Pesquisa feita na Universidade de São Paulo (USP) mostra
que o SARS-CoV-2, vírus causador da COVID-19, é capaz de infectar as células do
fígado (hepatócitos), estimulando a produção de glicose e provocando um quadro
semelhante ao de diabetes em pacientes internados – ainda que antes eles não
apresentassem alterações nas taxas de glicemia.
Os resultados do estudo, publicado ontem (15) na revista
Proceedings of the National Academy of Sciences (PNAS), desvendam parte do
mecanismo que o vírus usa para infectar essas células, com impacto no
metabolismo da glicose, e apontam caminhos para tratamentos capazes de evitar o
agravamento do quadro clínico desses pacientes.
Os achados também sugerem que a entrada do vírus nos
hepatócitos é parcialmente mediada pela cooperação entre os receptores
(proteínas) GRP78 e ACE2, sendo que este último está presente na superfície dos
hepatócitos humanos como uma isoforma diferente, de baixo peso molecular, e com
o qual o SARS-CoV-2 se liga para viabilizar a infecção. Esse dado é uma das
inovações da pesquisa, já que trabalhos anteriores sinalizavam que células do
fígado não expressariam a proteína ACE2.
O alto nível de açúcar no sangue (hiperglicemia),
prevalente em pacientes hospitalizados com COVID-19, ocorre independentemente
do histórico de diabetes e está associado a um pior desfecho clínico, podendo
levar à morte. Desde o início da pandemia, em 2020, o diabetes foi apontado
como um fator de risco para pessoas com COVID-19, mas existiam lacunas em
relação aos mecanismos relacionados a esse quadro.

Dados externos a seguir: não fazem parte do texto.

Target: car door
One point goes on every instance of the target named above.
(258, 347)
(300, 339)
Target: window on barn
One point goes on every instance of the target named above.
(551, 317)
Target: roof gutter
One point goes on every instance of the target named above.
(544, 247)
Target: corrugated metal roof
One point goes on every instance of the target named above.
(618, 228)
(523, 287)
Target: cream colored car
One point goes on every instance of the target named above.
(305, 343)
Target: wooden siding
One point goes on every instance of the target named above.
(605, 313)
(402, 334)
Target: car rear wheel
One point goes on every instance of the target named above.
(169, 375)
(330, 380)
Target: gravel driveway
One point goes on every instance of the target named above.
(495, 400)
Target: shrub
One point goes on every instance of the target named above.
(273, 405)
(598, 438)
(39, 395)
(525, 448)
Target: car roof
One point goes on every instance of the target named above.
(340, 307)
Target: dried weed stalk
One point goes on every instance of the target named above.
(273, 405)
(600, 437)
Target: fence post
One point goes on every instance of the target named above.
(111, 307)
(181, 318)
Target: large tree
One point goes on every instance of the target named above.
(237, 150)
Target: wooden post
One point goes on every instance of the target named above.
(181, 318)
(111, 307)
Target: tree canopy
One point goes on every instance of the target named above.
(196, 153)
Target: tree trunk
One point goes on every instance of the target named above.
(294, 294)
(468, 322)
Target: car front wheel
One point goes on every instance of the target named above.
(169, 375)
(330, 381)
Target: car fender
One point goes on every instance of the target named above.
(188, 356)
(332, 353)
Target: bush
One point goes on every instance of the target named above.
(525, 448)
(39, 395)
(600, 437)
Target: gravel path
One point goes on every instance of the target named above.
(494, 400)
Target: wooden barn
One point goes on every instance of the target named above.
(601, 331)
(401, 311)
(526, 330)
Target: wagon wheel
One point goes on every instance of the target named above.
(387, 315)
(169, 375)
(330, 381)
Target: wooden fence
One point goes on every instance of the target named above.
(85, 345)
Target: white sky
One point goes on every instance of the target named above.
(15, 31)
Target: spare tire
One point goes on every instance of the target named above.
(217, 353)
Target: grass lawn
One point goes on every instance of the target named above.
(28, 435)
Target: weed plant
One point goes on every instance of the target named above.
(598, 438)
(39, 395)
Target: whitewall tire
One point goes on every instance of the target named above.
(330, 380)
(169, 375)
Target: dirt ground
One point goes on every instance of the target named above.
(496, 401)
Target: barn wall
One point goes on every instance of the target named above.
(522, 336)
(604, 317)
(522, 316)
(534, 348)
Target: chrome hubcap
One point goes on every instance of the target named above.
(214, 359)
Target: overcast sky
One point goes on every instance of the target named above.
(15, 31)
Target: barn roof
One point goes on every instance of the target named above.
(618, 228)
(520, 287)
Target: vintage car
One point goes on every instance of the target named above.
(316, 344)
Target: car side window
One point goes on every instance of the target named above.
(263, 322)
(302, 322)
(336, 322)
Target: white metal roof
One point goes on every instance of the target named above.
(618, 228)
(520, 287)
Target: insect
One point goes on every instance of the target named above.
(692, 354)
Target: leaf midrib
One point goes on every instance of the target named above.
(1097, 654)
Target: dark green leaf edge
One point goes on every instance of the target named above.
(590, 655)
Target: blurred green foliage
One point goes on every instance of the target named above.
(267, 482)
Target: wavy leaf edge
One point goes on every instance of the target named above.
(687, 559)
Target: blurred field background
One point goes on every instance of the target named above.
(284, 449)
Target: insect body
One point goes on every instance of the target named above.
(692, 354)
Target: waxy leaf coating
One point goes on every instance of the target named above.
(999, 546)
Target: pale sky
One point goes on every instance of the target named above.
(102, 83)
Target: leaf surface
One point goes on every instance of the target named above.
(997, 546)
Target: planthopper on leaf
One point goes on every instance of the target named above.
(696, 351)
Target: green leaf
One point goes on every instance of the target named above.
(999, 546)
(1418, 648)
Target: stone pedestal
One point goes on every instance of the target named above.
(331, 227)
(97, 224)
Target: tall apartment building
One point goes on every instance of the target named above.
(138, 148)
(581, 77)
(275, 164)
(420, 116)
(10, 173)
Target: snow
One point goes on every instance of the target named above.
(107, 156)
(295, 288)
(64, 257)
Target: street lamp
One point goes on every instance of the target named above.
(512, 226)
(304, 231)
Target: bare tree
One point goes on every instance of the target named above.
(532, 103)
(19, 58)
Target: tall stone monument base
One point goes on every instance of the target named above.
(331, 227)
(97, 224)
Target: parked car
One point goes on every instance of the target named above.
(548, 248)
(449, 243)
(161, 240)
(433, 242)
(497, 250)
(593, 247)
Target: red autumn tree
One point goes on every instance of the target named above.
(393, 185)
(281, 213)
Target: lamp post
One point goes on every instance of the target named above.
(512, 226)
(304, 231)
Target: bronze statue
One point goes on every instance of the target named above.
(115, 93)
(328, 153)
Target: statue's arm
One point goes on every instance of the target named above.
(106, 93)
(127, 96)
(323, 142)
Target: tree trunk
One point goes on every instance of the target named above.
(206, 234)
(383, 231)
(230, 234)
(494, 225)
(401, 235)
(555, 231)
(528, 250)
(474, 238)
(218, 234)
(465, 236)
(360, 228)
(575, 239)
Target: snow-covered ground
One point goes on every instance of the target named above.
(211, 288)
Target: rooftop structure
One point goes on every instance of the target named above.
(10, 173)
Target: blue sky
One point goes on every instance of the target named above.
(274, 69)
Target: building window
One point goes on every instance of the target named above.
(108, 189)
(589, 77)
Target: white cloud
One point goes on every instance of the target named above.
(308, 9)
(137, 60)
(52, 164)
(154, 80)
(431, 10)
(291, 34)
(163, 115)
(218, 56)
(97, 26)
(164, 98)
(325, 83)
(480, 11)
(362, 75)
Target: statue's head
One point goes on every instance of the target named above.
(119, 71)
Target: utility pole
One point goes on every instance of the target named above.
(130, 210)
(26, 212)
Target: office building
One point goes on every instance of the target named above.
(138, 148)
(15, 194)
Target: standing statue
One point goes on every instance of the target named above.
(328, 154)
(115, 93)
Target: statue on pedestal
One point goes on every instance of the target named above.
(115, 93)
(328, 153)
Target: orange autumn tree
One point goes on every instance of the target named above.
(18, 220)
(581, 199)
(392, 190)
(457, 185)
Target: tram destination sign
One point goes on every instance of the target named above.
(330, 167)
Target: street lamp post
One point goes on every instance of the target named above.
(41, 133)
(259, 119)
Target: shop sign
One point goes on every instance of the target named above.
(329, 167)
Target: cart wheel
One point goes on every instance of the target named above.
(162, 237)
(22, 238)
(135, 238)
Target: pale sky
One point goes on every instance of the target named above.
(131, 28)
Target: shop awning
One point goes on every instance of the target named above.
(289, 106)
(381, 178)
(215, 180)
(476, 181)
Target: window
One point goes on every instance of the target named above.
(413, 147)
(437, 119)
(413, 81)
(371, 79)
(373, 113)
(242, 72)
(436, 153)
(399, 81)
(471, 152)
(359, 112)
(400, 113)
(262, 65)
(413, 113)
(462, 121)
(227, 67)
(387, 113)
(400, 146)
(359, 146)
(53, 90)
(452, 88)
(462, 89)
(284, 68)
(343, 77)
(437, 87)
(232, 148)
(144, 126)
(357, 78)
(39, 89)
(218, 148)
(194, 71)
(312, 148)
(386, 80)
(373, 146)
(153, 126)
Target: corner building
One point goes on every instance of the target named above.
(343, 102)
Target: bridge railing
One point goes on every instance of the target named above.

Publicações científicas anteriores chegaram a apontar que
pacientes com diabetes tipo 1 corriam risco de morte 3,5 vezes maior do que
aqueles com COVID-19 sem diabetes. No caso dos que sofrem de diabetes tipo 2, o
risco chegava a duas vezes mais.
“Fazer a ligação com os receptores GRP78 e ACE2 foi uma
espécie de ‘cereja do bolo’ do nosso trabalho. Mas o grande achado foi mostrar
que o SARS-CoV-2 é um causador direto da hiperglicemia, independentemente do
uso de corticoide, de estresse provocado pela hospitalização, do peso corporal
e de a pessoa ser diabética ou não. Demonstrar que o vírus é agente indutor
direto da hiperglicemia é um fato muito novo”, explica à Agência FAPESP Luiz
Osório Silveira Leiria, professor do Departamento de Farmacologia da Faculdade
de Medicina de Ribeirão Preto da Universidade de São Paulo (FMRP-USP) e autor
correspondente do artigo.
A pesquisa recebeu apoio da FAPESP e foi conduzida no
âmbito do Centro de Pesquisa em Doenças Inflamatórias (CRID), um Centro de
Pesquisa, Inovação e Difusão (CEPID) da FAPESP.
A hiperglicemia (no caso do diabetes tipo 1) pode ocorrer
quando o sistema imunológico de um indivíduo ataca as células do pâncreas – que
“fabricam” insulina –, eliminando ou reduzindo a capacidade de produção desse
hormônio e provocando um desequilíbrio no metabolismo da glicose. Porém, os
pesquisadores detectaram que o pâncreas dos pacientes analisados estava
preservado. Por isso, passaram a avaliar o fígado que, entre suas funções,
extrai a glicose ingerida, armazenando-a em forma de glicogênio.